Mehr Medien- und Informatik-Unterricht auf allen Stufen

Ausgehend von diesen Prognosen stellt sich erstens die Frage, wie Schulkinder auf diese Herausforderungen vorbereitet werden. Mit dem Modullehrplan Medien und Informatik des Lehrplans 21 wird ein wichtiger Schritt in die richtige Richtung, die Kinder und Jugendlichen auf eine digitalisierte Welt vorzubereiten, unternommen. Der Umgang mit neuen Medien sowie der Informatikunterricht werden ausgebaut und sollten zu einem integralen Teil der Volksschulbildung werden. Mit dem Lehrplan 21 werden also wichtige Grundlagen für das Leben, Lernen und Arbeiten in einer digitalisierten Welt gelegt. Etwas weniger deutlich zeigt sich, wie auf der Sekundarstufe II, der höheren Berufsbildung oder an den Hochschulen den Anforderungen durch die Digitalisierung begegnet wird. Trotz dieser ersten Schritte des Lehrplans 21, der „Digitalisierung“ mehr Aufmerksamkeit zu schenken, bin ich persönlich skeptisch, ob diese Bemühungen ausreichen.

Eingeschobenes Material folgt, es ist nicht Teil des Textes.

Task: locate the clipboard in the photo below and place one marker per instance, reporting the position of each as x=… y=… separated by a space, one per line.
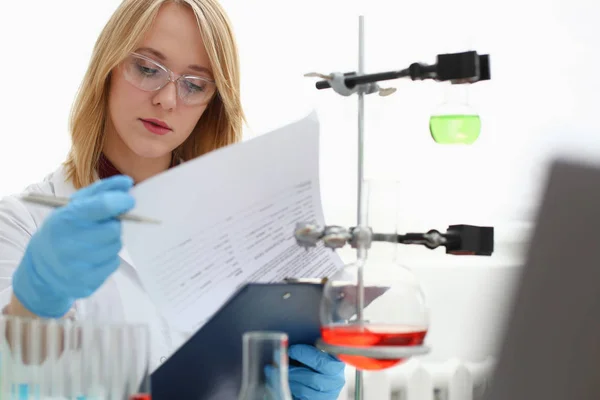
x=209 y=364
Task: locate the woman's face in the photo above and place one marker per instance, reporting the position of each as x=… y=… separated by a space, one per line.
x=151 y=123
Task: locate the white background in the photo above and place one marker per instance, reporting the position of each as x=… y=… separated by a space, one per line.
x=542 y=94
x=541 y=101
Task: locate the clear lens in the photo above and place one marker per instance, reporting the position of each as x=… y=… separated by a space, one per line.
x=145 y=74
x=195 y=90
x=150 y=76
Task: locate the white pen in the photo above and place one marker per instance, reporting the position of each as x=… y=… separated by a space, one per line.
x=55 y=202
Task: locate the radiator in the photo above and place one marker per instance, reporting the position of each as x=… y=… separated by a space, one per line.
x=453 y=379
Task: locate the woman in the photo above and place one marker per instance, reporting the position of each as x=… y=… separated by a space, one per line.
x=162 y=88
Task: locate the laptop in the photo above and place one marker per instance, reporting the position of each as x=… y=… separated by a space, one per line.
x=551 y=342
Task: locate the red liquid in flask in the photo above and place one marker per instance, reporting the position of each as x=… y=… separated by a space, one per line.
x=372 y=336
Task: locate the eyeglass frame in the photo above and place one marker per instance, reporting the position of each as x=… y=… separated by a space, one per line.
x=173 y=77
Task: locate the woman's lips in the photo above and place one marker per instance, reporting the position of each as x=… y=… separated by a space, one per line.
x=155 y=126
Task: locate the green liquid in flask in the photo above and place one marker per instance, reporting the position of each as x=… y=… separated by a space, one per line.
x=455 y=129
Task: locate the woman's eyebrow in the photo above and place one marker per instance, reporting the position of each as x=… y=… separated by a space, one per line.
x=163 y=58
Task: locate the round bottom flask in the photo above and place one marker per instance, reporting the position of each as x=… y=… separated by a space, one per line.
x=384 y=320
x=455 y=121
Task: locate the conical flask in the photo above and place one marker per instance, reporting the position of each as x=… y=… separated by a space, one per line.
x=455 y=121
x=265 y=366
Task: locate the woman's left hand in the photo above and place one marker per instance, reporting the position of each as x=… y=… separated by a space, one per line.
x=322 y=378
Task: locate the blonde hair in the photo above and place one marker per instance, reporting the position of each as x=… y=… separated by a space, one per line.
x=221 y=123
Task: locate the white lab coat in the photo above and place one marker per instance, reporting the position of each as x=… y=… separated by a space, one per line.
x=121 y=298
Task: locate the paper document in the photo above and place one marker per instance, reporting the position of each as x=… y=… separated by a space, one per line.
x=228 y=218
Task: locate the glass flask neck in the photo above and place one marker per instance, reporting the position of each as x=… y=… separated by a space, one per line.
x=265 y=367
x=456 y=94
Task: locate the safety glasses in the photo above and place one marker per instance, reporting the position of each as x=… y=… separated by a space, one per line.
x=148 y=75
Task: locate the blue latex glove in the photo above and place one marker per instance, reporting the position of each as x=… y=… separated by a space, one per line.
x=75 y=250
x=322 y=378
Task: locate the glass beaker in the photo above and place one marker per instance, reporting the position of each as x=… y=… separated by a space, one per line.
x=394 y=312
x=64 y=359
x=265 y=366
x=455 y=121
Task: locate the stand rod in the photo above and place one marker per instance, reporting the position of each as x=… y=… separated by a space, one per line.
x=361 y=209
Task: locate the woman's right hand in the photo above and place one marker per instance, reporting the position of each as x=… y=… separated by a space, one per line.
x=75 y=250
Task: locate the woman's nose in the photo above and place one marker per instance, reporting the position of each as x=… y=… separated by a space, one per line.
x=167 y=96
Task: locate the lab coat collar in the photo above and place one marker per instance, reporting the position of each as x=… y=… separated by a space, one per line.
x=63 y=187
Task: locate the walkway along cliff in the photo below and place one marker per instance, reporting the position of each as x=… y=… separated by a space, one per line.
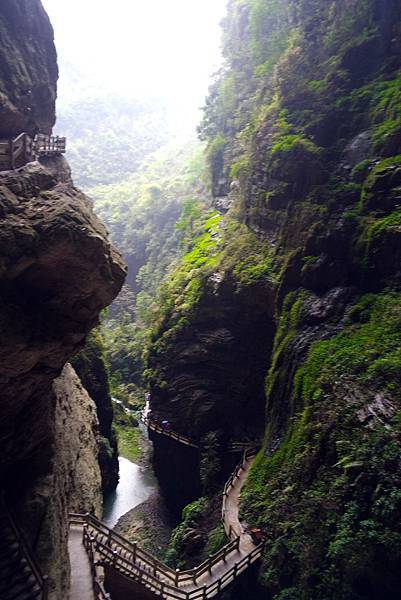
x=123 y=561
x=58 y=270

Die zweite Frage, die jedoch der ersten vorgelagert ist, lautet: Wie können die Lehrpersonen darauf vorbereitet werden, ihre Schülerinnen und Schüler in den Medien- und Informatik-Kompetenzen zu fördern und das Interesse an der Informatik und den damit verbundenen Möglichkeiten zu wecken? Diese Frage ist insbesondere vor dem Hintergrund interessant, dass Lehrpersonen in der Vergangenheit weder während ihrer Gymnasialzeit noch in der Ausbildung zur Lehrperson Fachkompetenzen in Informatik in dem Masse aufbauen konnten, wie sie dies in Fächern wie Deutsch, Mathematik oder Geschichte tun konnten.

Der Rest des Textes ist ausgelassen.